I have been quite busy for sometimes now using this package. No offend but I found it bloody useless at least from being straightforward if one wants to use it.
1- how one can ask for a help ? ( just google how to ask a question, you go to a page where there is nothing allowing you to ask any question, of course I registered a week ago). there are many many issues, one says use queue one says don't use it.
one says align , the other says don't need and I read few papers in high end journals where all used different platforms !!!
2- all their ridiculous post are old , useless and not clear
3- version 3 is different from version 4, yet both you must have java 1.8 (don't use any higher) if you use bwa or whatever, you cannot find a way to use GATK for alignment , I have been killing myself to get it to match with no success !!! if you know how, show me please
I even tried to use an older version but I cannot find a way to get it to work. Is there someone who could direct me to a good source for it? or show me how to report my errors on the GATK web?
I am even trying to use cloud now, if anyone knows how to do that I would appreciate any guide
Ok, it seems like I need to take some serious actions :-) I summaries steps I could find, now if you could please help me find each steps command so that we all go home in peace :-)
Step 1 ----> Get your data forward and revers
Step 2 ----> Map with BWA mem (don't do it with other BWA)
Step 3 ----> Sam to Bam (you can use whatever you like I use BWA)
Step 4 ----> Mark Duplicate reads (I use PICARD)
Step 5 ----> Uses samtools flagstat command to print descriptive information for a BAM dataset you generated in step 3
Step 6 ----> samtools mpileup multi-way pileup of variants
Step 7 ----> VarScan for variant detection
Step 8 ----> Annotate (You can use so many algithms, which one is the best?

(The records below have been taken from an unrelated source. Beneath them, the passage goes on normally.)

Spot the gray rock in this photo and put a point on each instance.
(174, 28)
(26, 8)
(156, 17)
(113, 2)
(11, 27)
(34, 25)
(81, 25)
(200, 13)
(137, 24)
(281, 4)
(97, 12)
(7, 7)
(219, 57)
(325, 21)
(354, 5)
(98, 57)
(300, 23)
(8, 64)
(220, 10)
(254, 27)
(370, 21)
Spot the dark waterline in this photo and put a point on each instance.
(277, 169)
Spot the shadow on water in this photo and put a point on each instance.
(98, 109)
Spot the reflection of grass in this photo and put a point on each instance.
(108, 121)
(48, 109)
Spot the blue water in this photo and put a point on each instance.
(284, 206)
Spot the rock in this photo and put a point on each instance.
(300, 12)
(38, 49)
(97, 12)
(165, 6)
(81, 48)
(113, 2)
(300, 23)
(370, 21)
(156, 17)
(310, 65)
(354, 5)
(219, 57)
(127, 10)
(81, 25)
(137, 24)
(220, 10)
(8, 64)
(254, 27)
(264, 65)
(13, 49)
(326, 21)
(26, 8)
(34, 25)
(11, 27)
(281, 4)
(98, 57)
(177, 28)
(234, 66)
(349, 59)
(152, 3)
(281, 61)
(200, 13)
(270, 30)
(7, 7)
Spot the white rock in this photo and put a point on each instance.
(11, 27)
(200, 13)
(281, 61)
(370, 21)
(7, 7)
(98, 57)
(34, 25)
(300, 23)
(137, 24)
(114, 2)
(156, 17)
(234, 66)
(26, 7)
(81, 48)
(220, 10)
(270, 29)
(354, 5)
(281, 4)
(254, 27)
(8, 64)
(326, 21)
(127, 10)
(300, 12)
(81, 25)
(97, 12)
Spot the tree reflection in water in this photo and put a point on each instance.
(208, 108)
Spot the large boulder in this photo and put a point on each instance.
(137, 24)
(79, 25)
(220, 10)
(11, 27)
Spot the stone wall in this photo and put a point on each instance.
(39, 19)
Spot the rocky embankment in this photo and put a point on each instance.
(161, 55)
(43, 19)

God KNOWS, maybe VCFannotateGenotypes I dont know)
Step 9 ----> You can filter your VCF data in a variety of attributes (is it necessary? God knows again)

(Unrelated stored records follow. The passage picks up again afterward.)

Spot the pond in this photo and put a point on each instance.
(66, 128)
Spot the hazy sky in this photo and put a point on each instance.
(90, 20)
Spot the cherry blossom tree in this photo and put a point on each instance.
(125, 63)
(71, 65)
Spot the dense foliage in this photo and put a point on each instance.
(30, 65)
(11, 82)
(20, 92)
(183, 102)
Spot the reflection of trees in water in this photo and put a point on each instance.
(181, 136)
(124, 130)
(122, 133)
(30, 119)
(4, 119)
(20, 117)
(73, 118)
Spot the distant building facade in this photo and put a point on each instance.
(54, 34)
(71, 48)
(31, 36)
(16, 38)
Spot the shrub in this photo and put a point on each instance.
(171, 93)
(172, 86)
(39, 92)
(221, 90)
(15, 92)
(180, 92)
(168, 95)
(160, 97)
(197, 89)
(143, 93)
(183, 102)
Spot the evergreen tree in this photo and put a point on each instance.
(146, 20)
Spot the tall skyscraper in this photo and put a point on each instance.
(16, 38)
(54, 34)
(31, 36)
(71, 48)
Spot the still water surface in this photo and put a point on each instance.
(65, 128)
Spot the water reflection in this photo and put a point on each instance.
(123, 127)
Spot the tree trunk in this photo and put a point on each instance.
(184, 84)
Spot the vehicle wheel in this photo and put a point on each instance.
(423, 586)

Step 10 ---> ANNOVAR Annotate VCF
Step 11 ---> Go get a damn beer because you went through a lot
Thanks
Why is it complicated indeed?
It is a good question one that cuts to the very core of how science is practiced today. The short answers, in my opinion, are that there is no incentive and reward to make code simple, in addition a large number of people that use GATK directly complete with the organization that makes GATK. Since they already know how it works all the effort going into making it "simple" would be spent on the competition, a disincentive if there ever was one.

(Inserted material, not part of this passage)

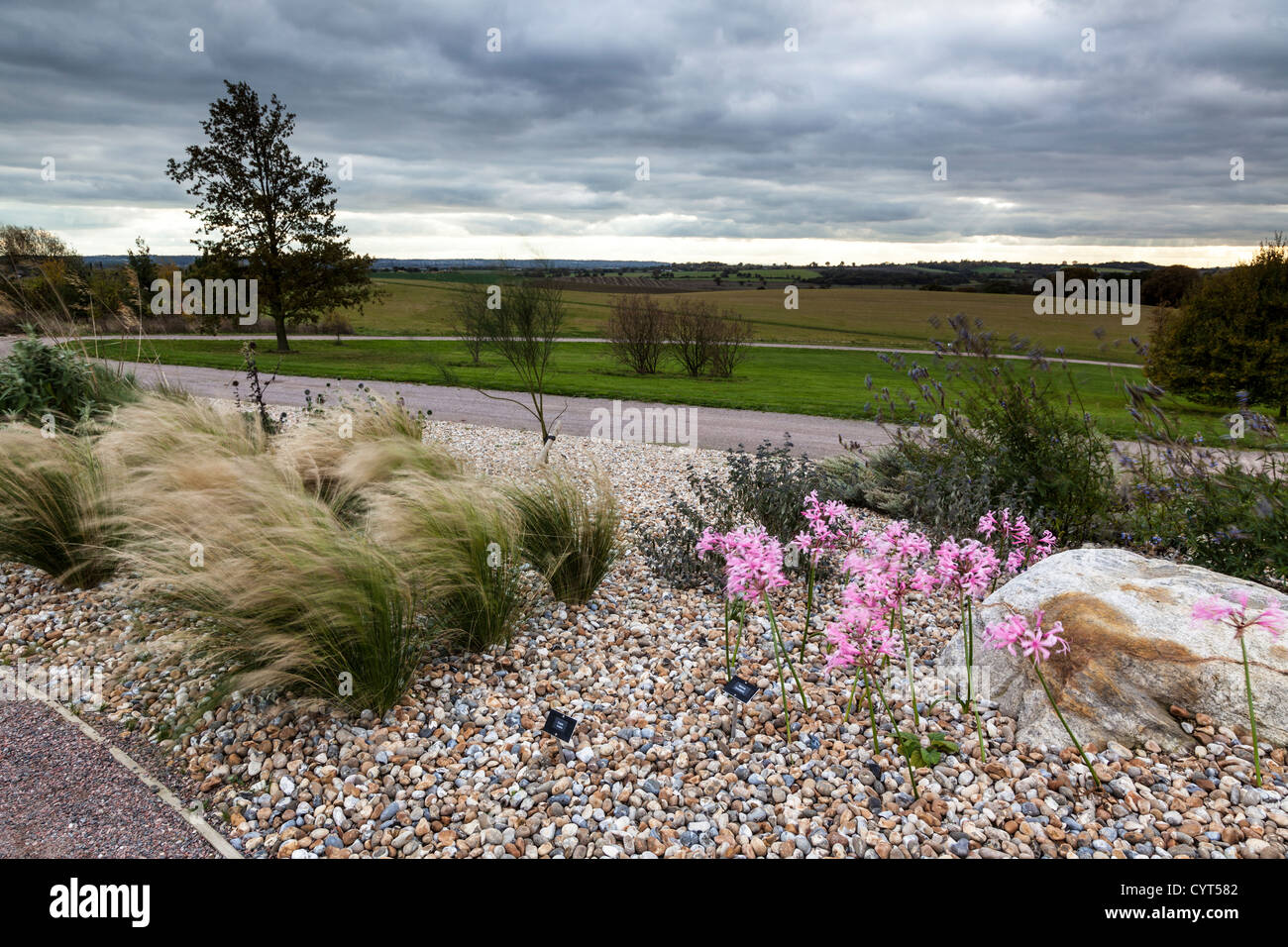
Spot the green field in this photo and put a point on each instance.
(814, 381)
(420, 304)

Think about the absurdity how the supposedly sophisticated GATK code will not run if you don't have a
.fai
file and a.dict
file (each of which would take seconds to generate and the extra time for generating those is a rounding error to how GATK operates) but nah, they rather produce an insane error message (20 seconds into the run) sending you to an outdated link that does not actually explain anything. They already know everyone has this problem, but instead of fixing it, you got to hit the manual, you got to hit the books to find out how to create those file.@Istvan Albert I appreciate your time , thanks. I personally think these tools came to make life easier not more complicated, what is the point of spending hours and hours and still thinking that you are doing something wrong :-) ? I just cannot believe the amount of NIH grant wasted on such stuff and people still need to crack a mystery :-( no cool at all ! I wish NIH could give me some :-D
Not sure how much NIH money went toward GATK, definitely >$1M http://grantome.com/grant/NIH/U01-HG006569-01 but maybe not for the initial development
I just today ran GATK, which explicitly told me that a .fai file was necessary (and a couple of minutes later reminded me that a .dict file is necessary). It would be useful if it could create those by itself, indeed.